Doing a trillion calculations a second today is about 20,000 times cheaper up front (more if you factor in 23 years of inflation) than it was in 1999 and uses about 1000 times less energy.

It's a lot easier and more economical to optimize a lens design today than when these older lenses were designed.
And my phone is faster and has more RAM than the CRAY 2 I used to work with. No jet packs or flying cars, but it's definitely the future.
 

MGrayson

Subscriber and Workshop Member
Incidentally I have all of these lenses as I am a big Leica fan - the SL90 is utter perfection verging onto clinical; that's the two-edged sword of the SL optics: they are so well corrected that you risk not liking them because there's no character one is so accustomed to from all the other prior lens generations. No vignetting, no aberration, etc. Also somehow the bokeh can be a hit harsher compared to the S or M lenses.

The Nocti 75 is a fantastic lens which marries modern and old - it is sharp wide open like no other Noctilux, but still retains a very nice Noctiluxesque rendering. Highly recommended.

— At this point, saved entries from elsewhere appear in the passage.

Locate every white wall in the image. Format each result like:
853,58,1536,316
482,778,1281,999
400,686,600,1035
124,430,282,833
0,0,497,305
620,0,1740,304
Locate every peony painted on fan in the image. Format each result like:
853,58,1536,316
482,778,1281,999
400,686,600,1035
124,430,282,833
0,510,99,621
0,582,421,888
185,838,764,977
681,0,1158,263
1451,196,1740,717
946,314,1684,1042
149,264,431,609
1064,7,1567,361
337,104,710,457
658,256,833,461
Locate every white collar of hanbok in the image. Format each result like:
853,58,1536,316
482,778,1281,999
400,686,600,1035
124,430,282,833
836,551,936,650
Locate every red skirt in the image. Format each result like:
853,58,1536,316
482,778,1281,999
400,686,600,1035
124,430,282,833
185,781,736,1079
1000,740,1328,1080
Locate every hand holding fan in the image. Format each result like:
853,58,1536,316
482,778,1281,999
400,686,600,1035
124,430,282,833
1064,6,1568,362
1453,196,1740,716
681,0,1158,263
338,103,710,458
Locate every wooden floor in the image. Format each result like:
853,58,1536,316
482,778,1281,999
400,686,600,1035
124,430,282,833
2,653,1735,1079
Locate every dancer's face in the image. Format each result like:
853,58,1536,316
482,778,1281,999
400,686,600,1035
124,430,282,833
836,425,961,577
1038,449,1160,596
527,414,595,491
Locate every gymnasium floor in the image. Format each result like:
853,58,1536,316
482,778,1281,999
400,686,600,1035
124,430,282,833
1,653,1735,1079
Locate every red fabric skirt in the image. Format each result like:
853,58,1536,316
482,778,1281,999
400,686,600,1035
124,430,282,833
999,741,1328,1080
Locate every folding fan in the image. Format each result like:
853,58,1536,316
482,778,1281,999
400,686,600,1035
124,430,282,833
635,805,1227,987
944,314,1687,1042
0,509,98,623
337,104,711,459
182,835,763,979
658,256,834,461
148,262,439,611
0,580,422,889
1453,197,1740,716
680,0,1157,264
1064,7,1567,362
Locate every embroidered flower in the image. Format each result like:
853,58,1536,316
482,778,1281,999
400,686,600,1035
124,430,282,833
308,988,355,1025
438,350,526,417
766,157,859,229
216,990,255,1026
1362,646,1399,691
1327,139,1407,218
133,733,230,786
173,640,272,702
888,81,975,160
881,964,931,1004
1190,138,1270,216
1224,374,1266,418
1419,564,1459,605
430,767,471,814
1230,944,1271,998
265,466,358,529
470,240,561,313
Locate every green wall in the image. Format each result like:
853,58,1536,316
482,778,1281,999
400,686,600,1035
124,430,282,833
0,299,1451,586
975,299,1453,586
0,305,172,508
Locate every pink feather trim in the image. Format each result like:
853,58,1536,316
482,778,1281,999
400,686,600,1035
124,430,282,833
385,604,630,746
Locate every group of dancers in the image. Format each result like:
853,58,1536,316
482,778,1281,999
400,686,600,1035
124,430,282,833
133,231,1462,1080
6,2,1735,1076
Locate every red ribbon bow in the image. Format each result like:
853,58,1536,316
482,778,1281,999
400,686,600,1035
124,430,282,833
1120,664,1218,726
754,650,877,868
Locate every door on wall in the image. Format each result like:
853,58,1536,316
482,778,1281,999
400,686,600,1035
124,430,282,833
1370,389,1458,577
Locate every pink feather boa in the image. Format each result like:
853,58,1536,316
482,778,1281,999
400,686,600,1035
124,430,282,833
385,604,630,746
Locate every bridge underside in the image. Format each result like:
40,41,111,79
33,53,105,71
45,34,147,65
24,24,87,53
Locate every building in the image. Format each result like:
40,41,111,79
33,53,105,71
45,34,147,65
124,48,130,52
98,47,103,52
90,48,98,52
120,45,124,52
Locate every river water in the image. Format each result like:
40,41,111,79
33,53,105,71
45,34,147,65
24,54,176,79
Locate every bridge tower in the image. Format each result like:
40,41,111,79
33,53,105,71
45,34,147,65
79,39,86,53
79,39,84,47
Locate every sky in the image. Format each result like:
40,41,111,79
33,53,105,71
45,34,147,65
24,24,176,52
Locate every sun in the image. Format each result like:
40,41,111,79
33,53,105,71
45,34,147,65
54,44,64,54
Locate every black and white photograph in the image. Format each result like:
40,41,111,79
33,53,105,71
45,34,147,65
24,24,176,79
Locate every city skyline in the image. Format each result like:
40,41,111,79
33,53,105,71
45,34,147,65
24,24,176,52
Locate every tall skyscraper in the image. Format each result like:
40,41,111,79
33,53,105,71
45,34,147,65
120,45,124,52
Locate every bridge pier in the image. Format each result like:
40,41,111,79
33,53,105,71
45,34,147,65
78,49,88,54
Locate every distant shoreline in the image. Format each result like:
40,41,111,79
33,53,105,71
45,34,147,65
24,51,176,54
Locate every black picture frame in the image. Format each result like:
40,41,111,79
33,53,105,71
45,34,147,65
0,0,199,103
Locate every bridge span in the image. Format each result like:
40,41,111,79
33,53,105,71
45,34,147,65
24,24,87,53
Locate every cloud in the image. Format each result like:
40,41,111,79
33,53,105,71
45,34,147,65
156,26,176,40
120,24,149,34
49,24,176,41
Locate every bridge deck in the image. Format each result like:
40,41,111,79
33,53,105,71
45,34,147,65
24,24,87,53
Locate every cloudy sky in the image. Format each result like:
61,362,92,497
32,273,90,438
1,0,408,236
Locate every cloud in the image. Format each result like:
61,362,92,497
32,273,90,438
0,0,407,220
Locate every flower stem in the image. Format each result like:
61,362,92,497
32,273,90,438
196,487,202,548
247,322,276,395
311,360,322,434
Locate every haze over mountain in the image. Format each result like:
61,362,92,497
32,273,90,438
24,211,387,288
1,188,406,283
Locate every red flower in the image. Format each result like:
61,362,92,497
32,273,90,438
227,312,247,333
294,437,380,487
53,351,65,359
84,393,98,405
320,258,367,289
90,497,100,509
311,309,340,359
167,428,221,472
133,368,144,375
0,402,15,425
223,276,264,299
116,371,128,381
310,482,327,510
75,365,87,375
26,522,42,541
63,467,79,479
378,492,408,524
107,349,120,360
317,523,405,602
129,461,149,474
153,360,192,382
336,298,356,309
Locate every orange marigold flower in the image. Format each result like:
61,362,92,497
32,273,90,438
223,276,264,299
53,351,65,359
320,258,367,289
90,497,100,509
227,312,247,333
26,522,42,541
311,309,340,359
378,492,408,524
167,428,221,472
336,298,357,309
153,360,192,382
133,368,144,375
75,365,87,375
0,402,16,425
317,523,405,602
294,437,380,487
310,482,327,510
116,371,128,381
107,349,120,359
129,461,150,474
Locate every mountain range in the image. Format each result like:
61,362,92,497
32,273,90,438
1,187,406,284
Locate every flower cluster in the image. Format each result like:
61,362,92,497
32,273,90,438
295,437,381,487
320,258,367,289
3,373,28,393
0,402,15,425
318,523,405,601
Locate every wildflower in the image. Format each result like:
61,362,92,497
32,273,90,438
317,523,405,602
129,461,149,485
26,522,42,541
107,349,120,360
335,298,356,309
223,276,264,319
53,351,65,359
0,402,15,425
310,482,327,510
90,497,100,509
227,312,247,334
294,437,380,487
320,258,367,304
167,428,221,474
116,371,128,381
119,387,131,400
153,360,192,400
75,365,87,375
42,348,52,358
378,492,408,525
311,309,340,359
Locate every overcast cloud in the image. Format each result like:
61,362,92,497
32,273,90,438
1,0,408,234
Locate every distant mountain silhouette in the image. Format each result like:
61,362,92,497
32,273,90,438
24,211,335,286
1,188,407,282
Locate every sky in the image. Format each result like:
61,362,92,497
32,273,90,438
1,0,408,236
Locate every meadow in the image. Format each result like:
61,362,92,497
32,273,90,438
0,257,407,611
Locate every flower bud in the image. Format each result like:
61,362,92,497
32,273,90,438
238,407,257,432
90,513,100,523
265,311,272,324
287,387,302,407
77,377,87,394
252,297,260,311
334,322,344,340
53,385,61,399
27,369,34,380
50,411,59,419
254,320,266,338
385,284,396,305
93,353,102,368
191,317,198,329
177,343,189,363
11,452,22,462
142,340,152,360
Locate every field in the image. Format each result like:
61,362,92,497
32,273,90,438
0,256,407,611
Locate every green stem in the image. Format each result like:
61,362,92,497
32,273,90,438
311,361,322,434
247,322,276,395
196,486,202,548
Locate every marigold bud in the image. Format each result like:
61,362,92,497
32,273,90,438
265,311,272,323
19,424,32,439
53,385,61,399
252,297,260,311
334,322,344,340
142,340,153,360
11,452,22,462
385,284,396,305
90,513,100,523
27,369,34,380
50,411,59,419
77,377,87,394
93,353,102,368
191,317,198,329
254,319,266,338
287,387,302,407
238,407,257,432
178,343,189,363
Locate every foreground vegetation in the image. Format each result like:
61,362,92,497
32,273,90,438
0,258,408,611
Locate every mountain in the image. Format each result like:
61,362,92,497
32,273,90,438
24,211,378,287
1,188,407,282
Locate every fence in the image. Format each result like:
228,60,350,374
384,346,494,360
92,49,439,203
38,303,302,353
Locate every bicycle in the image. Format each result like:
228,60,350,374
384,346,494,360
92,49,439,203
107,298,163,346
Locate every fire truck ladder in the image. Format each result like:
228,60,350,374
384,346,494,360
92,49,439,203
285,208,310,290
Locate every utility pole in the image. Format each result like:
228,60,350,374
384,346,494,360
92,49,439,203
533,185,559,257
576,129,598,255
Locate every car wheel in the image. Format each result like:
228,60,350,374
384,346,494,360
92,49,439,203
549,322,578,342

The S100 and all S lenses always floor me - the S24, S35 and S100, S120 in particular ... and they all have their own look again
Yes, I like the S lenses best. The S24 is my "lives on the camera" lens, the S120 and S70 often come along. I could make do with just those three. (Once you get past the S180, I love the Zeiss Superachromats - different look, but as special - but I don't often carry them around!)

I don't shoot the SL or M any more, but I have a friend who does. He agrees 100% with you about the relative merits of S, SL, and M lenses.
 

Photon42

Well-known member
Yes, I like the S lenses best. The S24 is my "lives on the camera" lens, the S120 and S70 often come along. I could make do with just those three. (Once you get past the S180, I love the Zeiss Superachromats - different look, but as special - but I don't often carry them around!)

I don't shoot the SL or M any more, but I have a friend who does. He agrees 100% with you about the relative merits of S, SL, and M lenses.
When I still had the S 007 and lenses, these (24/70/120)were the three I had. No real desire for other ones.